There is good news and bad news when it comes to black people and reality television. Let’s start with the bad.

The deluge of reality television does not seem to be waning anytime soon. Mona Scott Young has taken on Diddy’s “can’t stop, won’t stop” mentality and doubled down on it. There is no escaping her reign of “reality” television and the motley crew of train wreck-ish characters who inhabit her storylines.

The good news is that even though these controversial characters will still be making regular appearances on the small screen in less than stellar situations, there will at least be some diversity among them. There’s a tad bit of progress there.

Now, the “hood rat stuff” you see on the screen will come not just from people who think Red Lobster is fancy eating but from Jack and Jill relatives who spend precisely 10.5 minutes at the family barbecue in order to avoid being forced into the Electric Slide.

Lifetime is rolling out a new reality show called BAPs (no relation to that 1997 Halle Berry gem) that follows the lives of self-proclaimed “Black American Princes and Princesses” in St. Louis.

“We are cultured, educated, generationally groomed,” says one of the cast members in the luke-warm trailer. There is “drama” in the clip of course, but it’s oh so tame, and most of it looks like it was take number three or four.  Trailers usually include every ounce of extreme human behavior possible, so the fact that the “BAPs” trailer is devoid of almost anything resembling actual conflict is telling.

Most people who go on reality shows these days are doing so in order to build or promote a product or brand. Gone are the days of people signing up for reality television to let America get a peek into their personal lives.

The BAPs crew seems like they will not be engaging in the Ratchet Olympics like some of their other reality show counterparts. They are real people with real jobs and families, friends and colleagues with real opinions. They will surely turn up a bit for the cameras (everyone has to do a little extra to not seem completely boring), but my guess is viewers won’t get “Love and Hip Hop Atlanta” level debauchery on “BAPs.”

This is something of a good thing. We’re starting to see tremendous improvement in the types of black characters on scripted shows. Shonda Rhimes will own Thursday nights this fall with Scandal. And with reality television, we’re getting just a pinch more diversity in characters as well.

Good ol’ Mona Scott Young recently put out a trailer of a possible new reality show about black sororities called Sorority Sisters.

The clip showed grown women (all of them seem to be post-college) representing all four black Greek sororities.  They all made catty, highly immature statements about sororities other than their own and parroted stereotypes that every black college-educated person has heard about each sorority.  Like “BAPs,” the trailer was on the tame side, but the black Greek fraternities and sororities got together to rail against the show, and the trailer has been yanked from the web.

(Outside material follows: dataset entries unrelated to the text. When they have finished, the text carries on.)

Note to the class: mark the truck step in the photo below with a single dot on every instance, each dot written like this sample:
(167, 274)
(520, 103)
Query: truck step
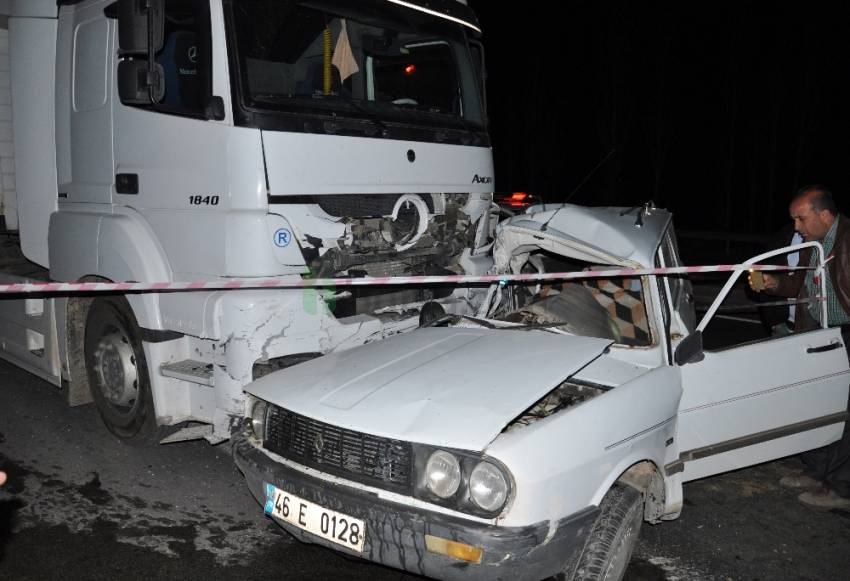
(187, 434)
(189, 370)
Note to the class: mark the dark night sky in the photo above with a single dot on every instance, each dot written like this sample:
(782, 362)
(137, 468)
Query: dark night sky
(717, 111)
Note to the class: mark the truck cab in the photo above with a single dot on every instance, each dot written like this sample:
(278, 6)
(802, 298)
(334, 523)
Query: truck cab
(205, 140)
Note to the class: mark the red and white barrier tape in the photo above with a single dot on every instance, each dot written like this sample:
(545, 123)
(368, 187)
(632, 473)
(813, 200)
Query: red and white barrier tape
(233, 284)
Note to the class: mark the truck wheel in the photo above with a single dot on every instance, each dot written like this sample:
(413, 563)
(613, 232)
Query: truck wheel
(117, 371)
(612, 538)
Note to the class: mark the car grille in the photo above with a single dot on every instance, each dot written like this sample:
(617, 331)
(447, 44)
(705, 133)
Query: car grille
(346, 453)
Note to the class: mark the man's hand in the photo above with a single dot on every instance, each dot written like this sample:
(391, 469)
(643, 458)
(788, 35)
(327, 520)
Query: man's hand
(760, 281)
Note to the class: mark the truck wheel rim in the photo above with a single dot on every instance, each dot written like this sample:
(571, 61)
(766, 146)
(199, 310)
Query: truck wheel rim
(115, 364)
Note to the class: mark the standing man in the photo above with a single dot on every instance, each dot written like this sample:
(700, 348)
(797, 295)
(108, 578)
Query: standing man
(816, 219)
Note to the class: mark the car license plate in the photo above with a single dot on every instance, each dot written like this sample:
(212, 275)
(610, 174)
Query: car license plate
(328, 524)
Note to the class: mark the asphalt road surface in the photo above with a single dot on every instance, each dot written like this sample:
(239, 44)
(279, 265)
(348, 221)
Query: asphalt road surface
(82, 505)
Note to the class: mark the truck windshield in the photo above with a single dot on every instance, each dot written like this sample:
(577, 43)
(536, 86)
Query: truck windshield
(370, 59)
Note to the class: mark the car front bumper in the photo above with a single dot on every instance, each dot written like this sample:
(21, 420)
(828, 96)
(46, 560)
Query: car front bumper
(395, 533)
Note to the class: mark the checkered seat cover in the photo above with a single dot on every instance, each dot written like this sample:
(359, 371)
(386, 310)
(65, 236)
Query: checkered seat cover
(622, 298)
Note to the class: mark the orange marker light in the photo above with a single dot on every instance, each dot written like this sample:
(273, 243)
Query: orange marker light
(454, 549)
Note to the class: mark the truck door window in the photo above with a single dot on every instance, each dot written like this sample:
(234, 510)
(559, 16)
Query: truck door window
(185, 59)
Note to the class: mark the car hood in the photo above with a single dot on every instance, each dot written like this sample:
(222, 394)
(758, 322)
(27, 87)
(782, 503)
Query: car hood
(451, 387)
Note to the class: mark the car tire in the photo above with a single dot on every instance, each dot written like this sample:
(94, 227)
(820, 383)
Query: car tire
(117, 370)
(612, 538)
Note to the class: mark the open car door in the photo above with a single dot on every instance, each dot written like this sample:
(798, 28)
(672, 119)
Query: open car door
(764, 399)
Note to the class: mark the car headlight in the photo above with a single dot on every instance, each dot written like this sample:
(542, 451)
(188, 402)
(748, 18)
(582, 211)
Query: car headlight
(258, 418)
(442, 473)
(488, 487)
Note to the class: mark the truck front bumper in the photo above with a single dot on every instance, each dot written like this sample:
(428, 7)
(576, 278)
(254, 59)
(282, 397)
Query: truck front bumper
(395, 533)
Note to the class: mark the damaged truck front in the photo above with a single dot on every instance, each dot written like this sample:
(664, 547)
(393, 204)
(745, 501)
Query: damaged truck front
(199, 140)
(533, 438)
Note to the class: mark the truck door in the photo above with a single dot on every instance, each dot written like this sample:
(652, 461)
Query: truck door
(761, 399)
(175, 146)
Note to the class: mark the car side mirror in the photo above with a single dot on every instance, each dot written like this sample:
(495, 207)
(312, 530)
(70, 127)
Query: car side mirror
(134, 19)
(139, 84)
(689, 349)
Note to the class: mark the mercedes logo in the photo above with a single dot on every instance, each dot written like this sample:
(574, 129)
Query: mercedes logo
(318, 444)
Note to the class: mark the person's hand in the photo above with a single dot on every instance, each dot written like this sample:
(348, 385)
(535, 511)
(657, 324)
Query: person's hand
(770, 281)
(760, 281)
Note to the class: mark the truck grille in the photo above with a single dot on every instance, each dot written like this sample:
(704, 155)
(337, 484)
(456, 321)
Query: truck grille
(369, 459)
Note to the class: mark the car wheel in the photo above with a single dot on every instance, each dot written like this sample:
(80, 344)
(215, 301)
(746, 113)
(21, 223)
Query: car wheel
(612, 538)
(117, 370)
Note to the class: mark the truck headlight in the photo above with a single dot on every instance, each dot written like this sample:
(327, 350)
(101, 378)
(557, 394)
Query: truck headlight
(488, 487)
(442, 473)
(258, 418)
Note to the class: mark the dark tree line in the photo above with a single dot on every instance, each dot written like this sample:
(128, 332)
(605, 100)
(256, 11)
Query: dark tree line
(717, 111)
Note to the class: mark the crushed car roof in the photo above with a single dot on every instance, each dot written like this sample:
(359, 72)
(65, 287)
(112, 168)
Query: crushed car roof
(628, 236)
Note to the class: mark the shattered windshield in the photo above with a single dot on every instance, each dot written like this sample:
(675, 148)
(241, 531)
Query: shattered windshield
(367, 59)
(609, 308)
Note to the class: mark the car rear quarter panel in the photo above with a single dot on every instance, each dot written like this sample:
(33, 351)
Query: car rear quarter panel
(568, 461)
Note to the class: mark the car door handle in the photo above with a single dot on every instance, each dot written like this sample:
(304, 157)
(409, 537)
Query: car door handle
(824, 348)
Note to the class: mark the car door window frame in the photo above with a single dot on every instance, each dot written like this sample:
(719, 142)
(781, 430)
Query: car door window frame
(733, 278)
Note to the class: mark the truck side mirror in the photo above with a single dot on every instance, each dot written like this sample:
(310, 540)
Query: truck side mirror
(134, 16)
(477, 49)
(690, 349)
(215, 108)
(140, 84)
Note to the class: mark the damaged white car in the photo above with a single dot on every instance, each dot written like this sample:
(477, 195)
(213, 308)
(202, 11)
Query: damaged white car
(533, 439)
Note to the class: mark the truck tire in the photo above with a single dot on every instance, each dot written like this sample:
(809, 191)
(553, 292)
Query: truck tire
(612, 538)
(117, 370)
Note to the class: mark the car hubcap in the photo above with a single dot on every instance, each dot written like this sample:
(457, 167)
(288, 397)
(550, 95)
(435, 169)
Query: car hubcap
(115, 363)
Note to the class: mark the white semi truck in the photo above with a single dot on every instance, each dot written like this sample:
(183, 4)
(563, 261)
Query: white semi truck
(201, 140)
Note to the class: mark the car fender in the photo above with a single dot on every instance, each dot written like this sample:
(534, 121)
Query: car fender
(569, 460)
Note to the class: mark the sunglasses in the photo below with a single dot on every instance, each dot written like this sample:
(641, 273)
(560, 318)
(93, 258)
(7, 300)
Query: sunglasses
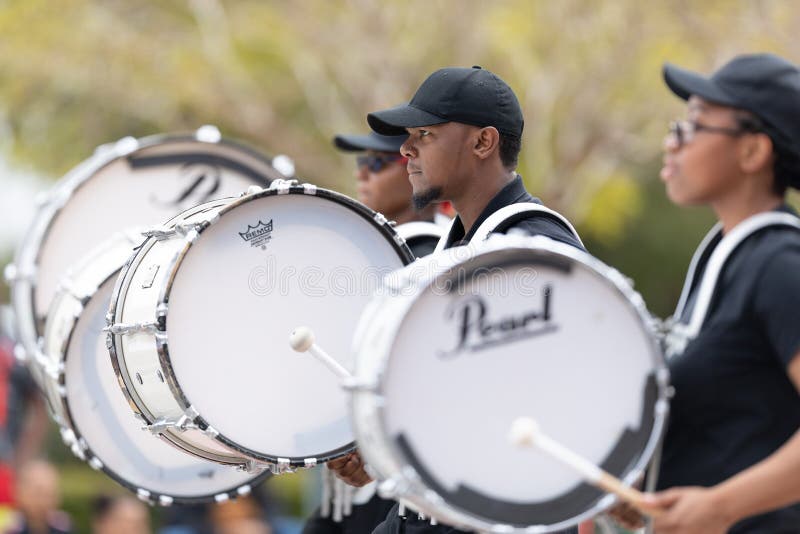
(684, 131)
(378, 163)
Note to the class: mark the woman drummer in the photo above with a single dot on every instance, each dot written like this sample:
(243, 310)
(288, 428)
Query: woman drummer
(731, 456)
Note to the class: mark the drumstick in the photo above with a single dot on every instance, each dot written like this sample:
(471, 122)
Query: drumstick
(525, 432)
(302, 340)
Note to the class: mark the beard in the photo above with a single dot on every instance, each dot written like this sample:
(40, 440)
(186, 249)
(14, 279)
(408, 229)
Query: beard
(423, 200)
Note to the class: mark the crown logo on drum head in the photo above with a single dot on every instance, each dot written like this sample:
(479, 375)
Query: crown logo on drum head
(258, 235)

It’s interesting that Mona Scott Young’s most docile reality show sizzle reel thus far is the one that has gotten the most immediate negative reaction.

Is it that we (the college educated black folk) are okay with the tomfoolery on her other shows because it’s “those folks” who are like our relatives, not us, but once “we” are the subject of her cameras, we can’t take it? Many of us cackle and shake our heads at Stevie J and Peter Gunz storylines, but we watch, live tweet and tune in every week.

To be clear, I’m Me Phi Me. I never pledged anything in college or afterwards, and I live a “creative class” life now as a writer in New York, but I grew up in a working class neighborhood in Detroit.  I know the hood, and I know outside of the hood. When I look at these reality shows, I see myself and my current values and goals more so reflected on a show like BAPs than Love and Hip Hop, but I don’t really care to see either one.

At this point, reality television is a bunch of bad acting and over-reacting in half-hour and hour-long commercials that will eventually be used to sell cheap t-shirts with catch-phrases, poorly made jewelry and over-priced shoes.  If these shows were really about the lives and frustrations of college educated black people or really about love and hip hop, I might be inclined to tune in.